The UAE is wise to hitch itself to China’s rising star

Have we just witnessed the moment when the UAE’s eastward tilt became irreversible?

China and the other fast-growing Asian economies have been an increasing focus of the country’s economic policymakers since the financial crisis, when the west emerged largely discredited from the self-inflicted damage.

Chinese contractors have become more prominent in UAE business, as have the country’s retailers. Chinese tourists have flocked to the UAE, lately filling the gap left by the Russians in the big five-star hotels.


Chinese banks and other financial institutions have rushed to do business here, bolstering the numbers at the Dubai International Financial Centre, while China became the UAE’s second-largest trading partner on the basis of average annual growth of 16 per cent in trade between the two countries.

But the sheer volume of deals that has accompanied the most recent official visit to China this week by UAE leaders has been astonishing.
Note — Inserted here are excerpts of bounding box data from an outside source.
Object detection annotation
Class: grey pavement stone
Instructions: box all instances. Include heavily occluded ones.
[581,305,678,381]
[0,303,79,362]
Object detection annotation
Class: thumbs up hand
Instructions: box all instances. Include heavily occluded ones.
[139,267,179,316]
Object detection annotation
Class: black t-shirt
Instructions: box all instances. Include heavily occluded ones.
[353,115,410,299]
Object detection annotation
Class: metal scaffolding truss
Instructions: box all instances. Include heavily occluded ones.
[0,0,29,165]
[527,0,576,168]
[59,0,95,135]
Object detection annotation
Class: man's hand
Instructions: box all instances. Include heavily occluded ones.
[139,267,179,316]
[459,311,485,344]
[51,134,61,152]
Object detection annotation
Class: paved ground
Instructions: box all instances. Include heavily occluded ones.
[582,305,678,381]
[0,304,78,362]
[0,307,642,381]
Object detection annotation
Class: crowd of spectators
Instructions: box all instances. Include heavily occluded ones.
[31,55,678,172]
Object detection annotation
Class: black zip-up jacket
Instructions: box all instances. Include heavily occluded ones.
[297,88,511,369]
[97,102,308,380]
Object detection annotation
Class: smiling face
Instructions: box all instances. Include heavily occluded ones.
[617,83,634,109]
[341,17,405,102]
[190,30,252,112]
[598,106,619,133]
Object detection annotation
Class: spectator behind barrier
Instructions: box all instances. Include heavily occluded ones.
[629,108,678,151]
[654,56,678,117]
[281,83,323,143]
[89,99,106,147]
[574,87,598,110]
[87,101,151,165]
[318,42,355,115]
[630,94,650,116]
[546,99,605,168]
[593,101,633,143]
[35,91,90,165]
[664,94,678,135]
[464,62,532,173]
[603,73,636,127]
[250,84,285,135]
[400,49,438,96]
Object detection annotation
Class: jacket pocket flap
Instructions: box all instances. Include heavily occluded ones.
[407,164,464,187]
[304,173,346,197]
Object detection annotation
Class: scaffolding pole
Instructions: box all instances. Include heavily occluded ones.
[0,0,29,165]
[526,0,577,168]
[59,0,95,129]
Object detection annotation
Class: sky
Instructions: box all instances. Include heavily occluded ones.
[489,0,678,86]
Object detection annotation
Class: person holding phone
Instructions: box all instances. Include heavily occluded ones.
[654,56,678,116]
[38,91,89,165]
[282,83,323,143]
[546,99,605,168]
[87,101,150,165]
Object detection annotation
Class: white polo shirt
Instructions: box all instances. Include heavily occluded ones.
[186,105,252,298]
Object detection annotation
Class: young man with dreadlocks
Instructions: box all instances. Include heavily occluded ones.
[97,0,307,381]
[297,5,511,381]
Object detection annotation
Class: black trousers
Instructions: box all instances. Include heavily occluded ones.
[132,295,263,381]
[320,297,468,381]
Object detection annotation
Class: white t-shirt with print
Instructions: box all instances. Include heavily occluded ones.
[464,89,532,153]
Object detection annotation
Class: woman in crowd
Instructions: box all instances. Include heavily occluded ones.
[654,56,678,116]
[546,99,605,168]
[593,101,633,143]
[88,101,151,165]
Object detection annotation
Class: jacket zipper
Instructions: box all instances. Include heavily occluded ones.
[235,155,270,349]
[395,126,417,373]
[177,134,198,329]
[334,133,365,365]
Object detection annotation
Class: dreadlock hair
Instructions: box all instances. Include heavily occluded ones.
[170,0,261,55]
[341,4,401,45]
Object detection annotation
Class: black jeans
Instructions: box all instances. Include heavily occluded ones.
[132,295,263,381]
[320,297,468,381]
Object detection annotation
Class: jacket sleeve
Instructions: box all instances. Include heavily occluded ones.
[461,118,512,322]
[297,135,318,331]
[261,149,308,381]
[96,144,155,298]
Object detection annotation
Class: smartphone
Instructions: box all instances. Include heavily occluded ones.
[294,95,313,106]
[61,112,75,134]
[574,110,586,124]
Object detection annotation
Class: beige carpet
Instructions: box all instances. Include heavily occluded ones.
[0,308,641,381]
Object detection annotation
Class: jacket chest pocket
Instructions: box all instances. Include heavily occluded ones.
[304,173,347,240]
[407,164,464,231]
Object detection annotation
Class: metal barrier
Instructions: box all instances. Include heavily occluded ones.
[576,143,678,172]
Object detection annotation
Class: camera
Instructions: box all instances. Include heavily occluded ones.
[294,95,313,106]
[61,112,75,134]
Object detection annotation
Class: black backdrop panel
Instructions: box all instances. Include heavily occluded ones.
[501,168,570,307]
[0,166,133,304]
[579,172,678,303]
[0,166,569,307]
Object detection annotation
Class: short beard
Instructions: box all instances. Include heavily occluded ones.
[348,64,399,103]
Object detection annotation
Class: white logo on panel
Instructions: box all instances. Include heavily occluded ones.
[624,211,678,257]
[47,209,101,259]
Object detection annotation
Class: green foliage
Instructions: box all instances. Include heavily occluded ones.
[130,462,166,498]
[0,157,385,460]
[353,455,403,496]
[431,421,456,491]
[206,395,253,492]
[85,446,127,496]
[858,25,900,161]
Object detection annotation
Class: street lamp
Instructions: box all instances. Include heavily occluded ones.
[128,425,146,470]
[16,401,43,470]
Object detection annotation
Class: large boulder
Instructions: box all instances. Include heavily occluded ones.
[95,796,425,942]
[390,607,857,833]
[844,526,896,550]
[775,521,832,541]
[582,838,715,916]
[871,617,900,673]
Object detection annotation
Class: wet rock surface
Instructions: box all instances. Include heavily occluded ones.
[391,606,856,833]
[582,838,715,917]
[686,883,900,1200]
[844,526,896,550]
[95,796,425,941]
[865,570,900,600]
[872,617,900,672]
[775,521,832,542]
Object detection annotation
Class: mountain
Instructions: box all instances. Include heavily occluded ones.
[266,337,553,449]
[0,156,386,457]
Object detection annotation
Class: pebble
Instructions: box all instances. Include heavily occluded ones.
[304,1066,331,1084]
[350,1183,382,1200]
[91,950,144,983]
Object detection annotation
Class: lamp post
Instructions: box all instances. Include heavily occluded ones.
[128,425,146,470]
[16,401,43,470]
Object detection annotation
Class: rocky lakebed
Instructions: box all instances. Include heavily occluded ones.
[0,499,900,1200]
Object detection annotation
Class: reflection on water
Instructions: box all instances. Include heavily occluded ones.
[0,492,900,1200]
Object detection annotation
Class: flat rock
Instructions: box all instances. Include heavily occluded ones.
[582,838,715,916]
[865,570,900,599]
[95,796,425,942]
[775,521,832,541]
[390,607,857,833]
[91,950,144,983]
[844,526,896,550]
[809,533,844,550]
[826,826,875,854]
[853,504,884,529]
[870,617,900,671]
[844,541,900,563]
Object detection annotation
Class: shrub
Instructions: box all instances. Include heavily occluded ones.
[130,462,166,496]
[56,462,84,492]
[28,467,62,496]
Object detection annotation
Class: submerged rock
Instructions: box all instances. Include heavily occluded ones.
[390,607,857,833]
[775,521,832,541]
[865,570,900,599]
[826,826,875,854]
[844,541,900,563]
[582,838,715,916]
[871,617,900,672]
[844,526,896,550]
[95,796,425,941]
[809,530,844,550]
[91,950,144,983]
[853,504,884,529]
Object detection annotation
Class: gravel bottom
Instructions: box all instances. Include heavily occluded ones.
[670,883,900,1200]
A US$10 billion joint investment fund involving Mubadala and Chinese investment groups; new airline routes involving UAE carriers; investments in port facilities there by DP World; a common currency fund to support the globalisation of the Chinese renminbi.

All these in the space of a few days, and there must surely be other big deals lined up between China and UAE corporates.

It is hard to fault the economic logic of the shift eastward. China is still on track to overtake the US as the world’s biggest economy, even if a little later than the most optimistic forecasts when Chinese growth was still in double digits.

The country is at one end of the historic Silk Road, while the UAE is at the convergence of that Road and the southern “belt” pathway the Chinese leadership has enshrined in its “One Road One Belt” doctrine.

Finally, there is a complementarity between the two economies: China of course wants crude oil – still the UAE’s biggest export – but it also wants the engineering, construction and service sectors that go with oil.

The UAE wants China’s high-value, low-cost export goods, but it also increasingly wants the more sophisticated consumer products China is developing. And it wants the financial services that keep the Chinese export machine going.

That is the macro-picture, all of which makes sense of the UAE’s shift eastward. But what of the timing? The latest surge in UAE-China business connections comes just as many economists are predicting a significant slowdown in China’s growth prospects. They also point to the changing global financial environment as a threat to the export-led economic dynamism, and to the inevitable slowdown in growth that changing demographics brings.

There is a “worst-case scenario” circulating among economists that sees a “hard landing” for the Chinese economy, followed by a sharp devaluation of the yuan, a collapse in global growth and trade, and a widespread economic slowdown, especially severe in the emerging markets.

Fortunately, the probability of all these trends coinciding is relatively small, the same experts predict. For example, the French investor Amundi, Europe’s biggest asset manager, told clients on a recent visit to the UAE that chances of a sharp yuan revaluation were no more than 10 per cent.

Chinese growth will slow, that is the universal consensus. The days of 10 per cent plus annual economic growth are over. The conditions that produced those extraordinary rates in the two decades from 1990 to 2010 can never be recreated.

Eventually – perhaps five years from now – Chinese growth rates will level out at about 3 per cent, most economists believe. As that happens, China will have transformed from being an export-led economy to an internal demand one.

Moreover, it will have at least one of the characteristics of developed western economies: it will have an increasingly elderly unproductive population. But this is a problem few modern economies can avoid.

The UAE has decided none of these reservations matter, and you can see the logic. China’s emerging economy will be the power in the world for many decades to come, what does it matter if that ascent is later, or slower? Surely it is right to be hitched to that rising star.